Levent Tüzemen - Sabah | Savunmadaki istikrara dokunmayarak doğru yapan Şenol Hoca keşke ilk milli maçta kadro istikrarını Macarlar önünde de sürdürseydi. Milli Takım'ın uyumsuz oyununu dengeleme adına Yusuf Yazıcı'yı ve İrfan Can Kahveci'yi oyuna almak yeterli olmadı. Yarışırken değişimi düşünmek için zamanlamayı doğru yapmalıyız. Enseyi karatmayalım. Yeni isimleri yapacağımız hazırlık maçlarıyla rekabet havuzunda harmanlayıp Milli Takım'ın parçası haline getirebiliriz. EURO 2020 elemelerinde oynadığımız oyunlarla alkışı hak eden bir unvanımız var. Şenol Hoca pazar günü deplasmandaki Sırbistan maçında istikrarı ön planda tutup kazanan kadroyu sahaya sürmelidir.

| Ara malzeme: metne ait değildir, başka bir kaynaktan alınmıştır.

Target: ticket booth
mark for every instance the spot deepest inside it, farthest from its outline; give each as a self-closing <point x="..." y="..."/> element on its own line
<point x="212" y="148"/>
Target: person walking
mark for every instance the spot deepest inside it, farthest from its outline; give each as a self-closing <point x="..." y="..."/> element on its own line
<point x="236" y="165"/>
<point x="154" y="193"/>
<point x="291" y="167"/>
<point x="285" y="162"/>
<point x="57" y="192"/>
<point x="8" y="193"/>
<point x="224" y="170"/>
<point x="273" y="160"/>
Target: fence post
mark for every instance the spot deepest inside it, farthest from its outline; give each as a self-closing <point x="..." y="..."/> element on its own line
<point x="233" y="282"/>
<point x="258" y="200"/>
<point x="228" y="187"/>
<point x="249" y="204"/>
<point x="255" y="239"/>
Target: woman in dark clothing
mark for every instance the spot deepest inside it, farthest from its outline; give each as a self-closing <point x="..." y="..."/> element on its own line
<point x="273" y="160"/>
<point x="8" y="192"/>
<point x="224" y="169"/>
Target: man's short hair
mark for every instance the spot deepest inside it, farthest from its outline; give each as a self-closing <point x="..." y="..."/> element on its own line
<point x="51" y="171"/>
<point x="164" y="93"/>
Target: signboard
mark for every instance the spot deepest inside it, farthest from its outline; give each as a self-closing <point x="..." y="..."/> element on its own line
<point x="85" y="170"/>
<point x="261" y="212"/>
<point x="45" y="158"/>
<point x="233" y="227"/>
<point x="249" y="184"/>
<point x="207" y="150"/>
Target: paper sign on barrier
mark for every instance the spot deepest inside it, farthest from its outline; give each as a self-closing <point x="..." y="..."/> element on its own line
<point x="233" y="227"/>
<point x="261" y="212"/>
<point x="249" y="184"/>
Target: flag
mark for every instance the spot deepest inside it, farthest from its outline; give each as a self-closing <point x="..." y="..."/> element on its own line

Uğur Meleke - Spor Arena | Onlar 4 Eylül Stadı’na en iyi 11’leriyle çıktılar, bizse orta sahada doz aşırı bir rotasyon yaptık bence. Hakan-Burak’ın arkasındaki ideal orta dörtlümüzün hiçbirinin sahada olmaması; İrfan, Yusuf, Kenan, Ozan’ın hepsinin birden kulübede oturması fazla riskliydi bence. Şanslı bir 45 dakika oynadık, Uğurcan’ın yıldızlaşması ve iki toplarının direkten dönmesiyle koruduk tabelayı. İkinci yarıda her oyuncu değişikliği sonrası orta sahamız biraz daha toparlandı ama Sivas’tan puan çıkarmamıza yetmedi bu kısıtlı performans. Üç gün sonra Belgrad deplasmanı için dün başlayan 11’imizi değil, bitiren 11’imizi referans kabul edecektir muhtemelen Şenol Güneş. Hatta Yusuf-İrfan’ın yanı sıra Ozan veya Mahmut’un da Belgrad’da 11’de olmalarını bekliyorum ben.
Mehmet Demirkol - Fanatik | Şenol Güneş, ortalama üstü bir pas takımına karşı, bir baskın takımı saha sürdü. Bu, Kaan Ayhan, Çağlar ve Melih’le defakto bir 3’lü savunma önünde tüm unsurlarıyla direkt oyunu hedefleyen bir ekipti. Muhtemelen Hakan Çalhanoğlu ve Mert Hakan’ın bu takımı koşturacak pasları atmasını, ekibin de baskıyla kaptıkları topların işe yarayacağını düşündü. Ancak bu olmadı. Macarlar topu beceriyle çevirip bizim planımıza alan ve fırsat bırakmadılar. Takım Mahmut ya da Ozan’a ihtiyaç duyduğunu hemen gösterdi. Çünkü aslından 6 ya da 8’de Mert Hakan ve Emre’nin bu yapı içinde görev yapması kolay değil. Arkadan top yapacak oyuncu az. Önde durak olacak pivot yok. Olmadığı anda yapıyı toptan değiştirmek gerekirdi. Ama 3 değişiklik hakkı işi bozdu.